Fear Shapes Our Lives
Nine people gathered in a circle to study their sacred scripture last week were murdered in Charleston, South Carolina. There are many ways to understand this horrifying event, as we’ve seen in commentaries from across the nation and around the world: tragedy, the act of yet another mentally-ill young white gunman, another reason for new gun control legislation, or a stunning reminder of the deep structures of racism in the US, just to name a few. A Greek student of mine wrote me from Athens that night, bewildered by the violence, and asked if there is a civil war between blacks and whites in America. The answer to that is a firm No, of course, because the violent attacks are almost exclusively white-on-black. But it is easy to understand why people around the globe would see the violence in America as a sign of a civil war. The sad truth is that these murderous impulses are rooted in our unfinished and undigested civil war of 150 years ago and the systems of slavery which preceded it.
One wonders, how can old historical practices and events like that continue to shape today’s American society and politics, after all these years? Part of the answer is our fear: how we experience fear, how fear overrides evidence and obliterates thinking, how we help create fear in ourselves and others, and how our fears shape our most basic understanding of ourselves and our world.
There are two kinds of fear, as the teacher Manjushri explains in my new book, What in the World Is Going On? Wisdom Teachings for Our Time. The first kind, communicative fear, we share with many other species; it gives us information about an immediate danger in our environment which requires a response: flight or fight, in most cases. This superb mechanism, sensitive to a “tiger in the grass,” vastly enhances our survival, and we can only be grateful for it. The second type, imaginative fear, however, is created in and by our own minds. It may or may not be grounded in reality and may have little connection with any plausible threat to our survival. Yet it can just as powerfully shape our perceptions and our behavior, over and over, until it becomes an unexamined dimension of our supposed reality. Because it is wound so tightly with human intellect and human imagination, it is much more difficult to trace its roots, and it is a delicate process to uncover those deeply rooted fears and begin the long and hard work of dissolving them.

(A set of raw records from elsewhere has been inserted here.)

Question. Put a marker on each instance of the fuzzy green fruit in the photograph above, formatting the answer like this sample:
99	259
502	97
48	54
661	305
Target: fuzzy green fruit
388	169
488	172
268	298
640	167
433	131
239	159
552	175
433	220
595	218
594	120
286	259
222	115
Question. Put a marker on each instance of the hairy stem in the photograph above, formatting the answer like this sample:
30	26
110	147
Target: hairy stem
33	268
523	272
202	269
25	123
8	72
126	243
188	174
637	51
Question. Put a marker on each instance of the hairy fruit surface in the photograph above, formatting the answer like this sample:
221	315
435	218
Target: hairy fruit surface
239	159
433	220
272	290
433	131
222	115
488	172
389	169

The steps of this process, however, are simple and straightforward. First, identify the fear lurking deep in one’s heart and mind. Give it a name, and as best you can, bring it up to the surface. Then, greet it with kindness and understanding, over and over, day after day, until it slowly dissolves. It will lose its power to trigger a sense of danger, to initiate a counter-attack, and to escalate a situation all out of proportion to its actual size and heft in the world. You will be rewarded with much more ease, both in your own life and in your surroundings. And it will surely reduce the violence in your community and world, as you no longer fuel it with your own fearfulness. It may seem too small to make a difference, but truly, it is probably the best way to begin to heal the generations of fear and violence in the United States.